The websites I am scraping are offering 20 ads per page with unique ids. With the new_entry method you can say which website you want, in which list it should append the new entry, which array contains the beautifulsoup and the id of the ad you want to append.
Now for the mutlithreading I created a class AsyncSearch, where you can choose the website, choose the number of iterations of requests and how long to wait for the next request.
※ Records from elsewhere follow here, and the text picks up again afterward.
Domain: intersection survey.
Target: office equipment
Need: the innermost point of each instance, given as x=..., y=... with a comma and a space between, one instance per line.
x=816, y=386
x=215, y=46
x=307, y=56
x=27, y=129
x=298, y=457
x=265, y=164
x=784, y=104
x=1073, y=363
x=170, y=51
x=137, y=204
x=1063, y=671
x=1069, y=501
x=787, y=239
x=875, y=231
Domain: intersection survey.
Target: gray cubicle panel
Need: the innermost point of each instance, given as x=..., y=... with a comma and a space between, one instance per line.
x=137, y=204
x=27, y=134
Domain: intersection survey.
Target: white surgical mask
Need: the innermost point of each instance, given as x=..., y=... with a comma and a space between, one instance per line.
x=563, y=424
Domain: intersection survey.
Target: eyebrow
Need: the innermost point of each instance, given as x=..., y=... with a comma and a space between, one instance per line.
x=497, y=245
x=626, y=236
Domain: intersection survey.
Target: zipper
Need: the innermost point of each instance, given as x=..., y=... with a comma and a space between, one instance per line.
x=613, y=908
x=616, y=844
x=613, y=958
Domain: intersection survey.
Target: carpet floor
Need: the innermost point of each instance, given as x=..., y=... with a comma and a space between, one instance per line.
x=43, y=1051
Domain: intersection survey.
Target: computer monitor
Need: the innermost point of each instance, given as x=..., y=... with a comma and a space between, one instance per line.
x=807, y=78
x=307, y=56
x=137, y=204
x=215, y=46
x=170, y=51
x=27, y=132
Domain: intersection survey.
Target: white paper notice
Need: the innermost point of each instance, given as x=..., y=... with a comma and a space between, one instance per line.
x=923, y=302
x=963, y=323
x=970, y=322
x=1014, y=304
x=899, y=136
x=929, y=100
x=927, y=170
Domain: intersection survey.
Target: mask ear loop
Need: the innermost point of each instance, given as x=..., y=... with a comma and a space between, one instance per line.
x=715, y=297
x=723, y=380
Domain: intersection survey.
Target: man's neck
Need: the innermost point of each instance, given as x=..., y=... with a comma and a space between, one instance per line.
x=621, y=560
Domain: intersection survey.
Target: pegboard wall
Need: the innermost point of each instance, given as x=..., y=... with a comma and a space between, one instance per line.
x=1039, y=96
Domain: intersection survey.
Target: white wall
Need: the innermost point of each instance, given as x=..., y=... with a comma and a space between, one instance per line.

The two sets found_ids 1/2 are there so you don't append an ad more than once in the all_entries list.
Now to the problem. This code works.
But: If delay_time = 1 and iterations = 10 it needs 20 seconds to finish. Is there a faster approach to solve this problem? the .read() duration is between 0.12 and 0.17 seconds for website 1 and between 0.03 and 0.10 seconds for website 2.
If I said anything not understandable please ask.